More exposition comes shooting out of the screen when Adam returns from his weekend at his dad’s house. The dad, Ian, tells Louise that he wants Adam to spend a month in France with him and his new significant other, Lisa, because Lisa’s pregnant and they all need to bond as a family. Louise is majorly thrown and insists Adam can’t go, until her supportive friend Sophie asks her, “Do you want to change your life? Then this is your chance.”
In the premiere’s final scene, there’s a parallel meet-clumsy … between Louise and Adele. It happens on a street corner after Louise has dropped Adam off at school. Louise recognizes Adele from a photo on David’s desk: “It’s you,” she blurts out awkwardly, forcing her to explain, “I work for your husband.” Adele (again with the drapey pastels!) claims she just walked David to his office, except I’m pretty sure she didn’t. In that prior scene where Adele took the pill, she walked David to their front gate while still in her pajamas; she told David she planned to go to the gym, then she walked back into the house. And what she’s wearing when she runs into Louise is, again, not gym clothes.
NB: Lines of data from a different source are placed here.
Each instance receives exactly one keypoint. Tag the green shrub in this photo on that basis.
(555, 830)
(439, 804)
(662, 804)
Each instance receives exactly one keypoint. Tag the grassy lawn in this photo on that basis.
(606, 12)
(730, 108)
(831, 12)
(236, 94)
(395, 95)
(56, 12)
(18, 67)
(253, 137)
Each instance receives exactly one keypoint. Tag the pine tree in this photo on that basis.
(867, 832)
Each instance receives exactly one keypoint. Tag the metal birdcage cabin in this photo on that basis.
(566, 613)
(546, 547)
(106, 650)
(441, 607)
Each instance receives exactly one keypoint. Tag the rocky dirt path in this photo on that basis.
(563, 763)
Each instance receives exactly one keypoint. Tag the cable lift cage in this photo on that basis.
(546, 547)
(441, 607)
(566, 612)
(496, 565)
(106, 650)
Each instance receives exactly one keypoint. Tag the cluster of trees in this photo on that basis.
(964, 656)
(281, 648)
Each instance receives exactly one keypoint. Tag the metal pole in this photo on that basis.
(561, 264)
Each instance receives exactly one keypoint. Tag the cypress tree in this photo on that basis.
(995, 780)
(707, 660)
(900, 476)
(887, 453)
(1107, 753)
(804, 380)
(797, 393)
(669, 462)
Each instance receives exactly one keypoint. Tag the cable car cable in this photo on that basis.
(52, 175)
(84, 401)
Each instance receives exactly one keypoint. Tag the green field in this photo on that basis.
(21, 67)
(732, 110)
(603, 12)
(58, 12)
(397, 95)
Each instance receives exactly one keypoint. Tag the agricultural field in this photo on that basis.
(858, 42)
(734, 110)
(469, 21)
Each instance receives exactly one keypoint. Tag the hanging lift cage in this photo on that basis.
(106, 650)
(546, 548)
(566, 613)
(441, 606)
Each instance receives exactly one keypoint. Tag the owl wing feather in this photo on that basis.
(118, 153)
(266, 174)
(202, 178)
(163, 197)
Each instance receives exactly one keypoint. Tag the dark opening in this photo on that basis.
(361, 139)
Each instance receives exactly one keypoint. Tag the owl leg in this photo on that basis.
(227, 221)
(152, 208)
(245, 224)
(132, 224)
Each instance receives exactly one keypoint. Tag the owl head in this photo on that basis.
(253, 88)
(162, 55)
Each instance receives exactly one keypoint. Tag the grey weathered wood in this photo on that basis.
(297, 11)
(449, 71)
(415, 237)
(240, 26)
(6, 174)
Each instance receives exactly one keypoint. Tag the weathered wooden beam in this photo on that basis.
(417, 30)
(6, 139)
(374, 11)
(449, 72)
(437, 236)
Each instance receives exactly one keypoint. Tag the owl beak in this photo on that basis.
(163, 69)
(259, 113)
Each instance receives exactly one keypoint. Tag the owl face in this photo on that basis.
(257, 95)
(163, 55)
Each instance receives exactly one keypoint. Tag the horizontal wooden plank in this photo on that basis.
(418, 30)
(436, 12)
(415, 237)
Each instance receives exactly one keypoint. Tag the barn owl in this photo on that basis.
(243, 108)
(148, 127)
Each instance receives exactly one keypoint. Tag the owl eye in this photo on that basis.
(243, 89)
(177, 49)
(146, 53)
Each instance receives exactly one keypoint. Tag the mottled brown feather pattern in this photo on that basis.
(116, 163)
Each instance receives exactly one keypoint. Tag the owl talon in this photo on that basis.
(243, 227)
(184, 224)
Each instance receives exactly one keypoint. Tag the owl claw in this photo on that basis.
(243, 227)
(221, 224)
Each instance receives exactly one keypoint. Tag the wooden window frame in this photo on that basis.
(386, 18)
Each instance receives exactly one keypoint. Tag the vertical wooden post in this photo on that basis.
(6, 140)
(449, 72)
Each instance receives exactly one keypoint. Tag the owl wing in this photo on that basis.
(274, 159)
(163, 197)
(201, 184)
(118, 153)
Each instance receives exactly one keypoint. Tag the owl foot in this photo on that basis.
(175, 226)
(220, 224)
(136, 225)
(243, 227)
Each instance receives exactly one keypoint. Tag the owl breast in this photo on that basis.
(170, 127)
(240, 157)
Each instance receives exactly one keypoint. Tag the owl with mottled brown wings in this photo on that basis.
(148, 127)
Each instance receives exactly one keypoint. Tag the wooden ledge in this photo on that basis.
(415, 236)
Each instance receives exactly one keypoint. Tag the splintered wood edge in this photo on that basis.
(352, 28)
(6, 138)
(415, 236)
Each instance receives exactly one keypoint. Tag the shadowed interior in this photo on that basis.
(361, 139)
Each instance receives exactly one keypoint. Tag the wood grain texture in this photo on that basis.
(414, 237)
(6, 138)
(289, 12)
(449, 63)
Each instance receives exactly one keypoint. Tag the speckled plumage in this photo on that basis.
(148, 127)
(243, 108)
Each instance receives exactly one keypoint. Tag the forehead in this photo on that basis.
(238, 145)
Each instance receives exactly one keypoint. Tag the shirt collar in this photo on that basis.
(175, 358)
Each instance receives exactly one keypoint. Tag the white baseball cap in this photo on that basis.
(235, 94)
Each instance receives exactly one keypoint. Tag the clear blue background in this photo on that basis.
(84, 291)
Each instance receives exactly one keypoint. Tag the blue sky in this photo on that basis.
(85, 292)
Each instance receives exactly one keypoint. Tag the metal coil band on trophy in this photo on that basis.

Instead, Adele asks Louise to join her for an impromptu cup of coffee, “to make up for knocking me down.” She adds, “You’ll lead. I’ll follow.” Adele seems to be sizing Louise up. Louise seems like she’s trying to avoid eye contact (just like David). Everyone seems to be fucked up.
So what do we know? We know that Adele was in a psychiatric facility and her parents died in a fire that she possibly set, although David’s got a big burn mark on his arm, so maybe he set the fire, or maybe Adele’s set other fires since that first one. Was David her first psychiatrist? Is he a controlling husband, or is it just that he knows how unhinged Adele is? Was Louise and Adele’s run-in really a chance encounter? For that matter, was Louise and David’s?
In other words, what we know is very little. But I’m good with that. In the book, Pinborough uses the word fizz a lot to describe how her characters feel in their gut, and that’s how I feel now. I’m fizzy over this second chance encounter, and I’m fizzing to see what comes next.